In that immediate split second, I heard Shauna’s voice in my head saying that our first instinctual response is our true response and that everything after that is our internal editor trying to create a socially acceptable response. And my first response was that without knowing what I needed to hear, my mother had finally given me the validation that I needed. That by doing what we essentially all do and being someone else online, she had finally been able to speak to me in a way that I could hear and cut beyond the anger and hurt. I could see her as just a name on a comment and not be weighed down by a lifetime of a disappointing relationship and unmet expectations.
The irony is that it was easier to be the best version of myself, the person that I hope I really am, to someone with whom I have no intimate relationship. It was easier to be free and kind and caring towards someone who I didn’t associate with pain and neglect and contempt. And while it makes me sad that the two of us could never be these people to one another in real life, I am so profoundly grateful for the knowledge that she wanted to and found a way to connect with me in a way that actually did respect the boundaries that I had established.
As a parent, and as a person, she had many flaws. And as a daughter, and a person, I have many flaws as well. But as two people who corresponded through my blog, I think perhaps we were able to be the best versions of ourselves to one another. If I can take the gift that she gave me and finally get to a place of forgiveness, then I think the second half of my life could be much happier than the first half. If I can consciously make an effort to let go of the weight that I have carried for forty years, then maybe I can see the happiness in the small, quiet moments and recognize them for being the perfection that they are.

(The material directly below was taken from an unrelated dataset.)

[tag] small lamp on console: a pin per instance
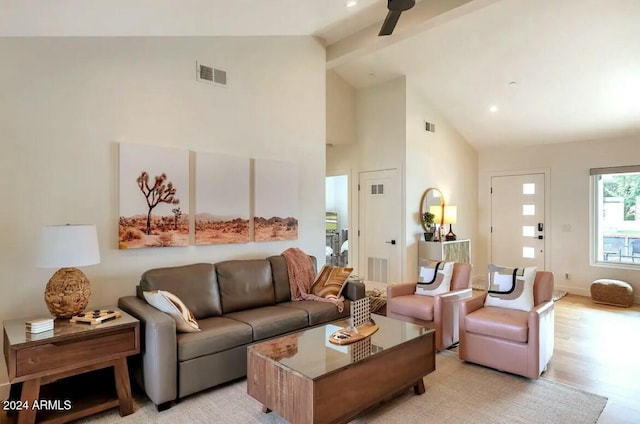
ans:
(450, 217)
(67, 247)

And maybe, just maybe, I can be a little more forgiving of myself and those closest to me.
If you have read this far, have stuck with a very stream of consciousness rambling with very little editing (and no spell check), I thank you. This post is not so much about the events and activities of Big Summer Potluck 2011 as much as it is about me selfishly using this space to finally say that I have been sad and angry for a long time and that a weekend in a converted barn in rural Pennsylvania took me a few steps further on my journey to moving beyond that. That was the lesson. That was my church where The Universe knew I needed to be.

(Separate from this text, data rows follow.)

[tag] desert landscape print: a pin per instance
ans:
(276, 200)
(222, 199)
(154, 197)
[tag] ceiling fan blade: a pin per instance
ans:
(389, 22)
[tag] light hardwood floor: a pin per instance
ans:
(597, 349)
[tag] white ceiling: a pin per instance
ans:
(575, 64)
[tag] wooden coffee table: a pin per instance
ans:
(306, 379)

To those of you that were part of that weekend, I thank you for your support, even when you didn’t realize you were giving it. To those who knew and hugged me extra long, you will always have a special place in my heart. To Shauna, who sparked that first moment of realization, I would not have had the courage to say these things if you had not shared your story with us. I hope that through my words, I have painted as memorable a picture as Penny De Los Santos did. In their own way, both of these incredibly strong women inspired me.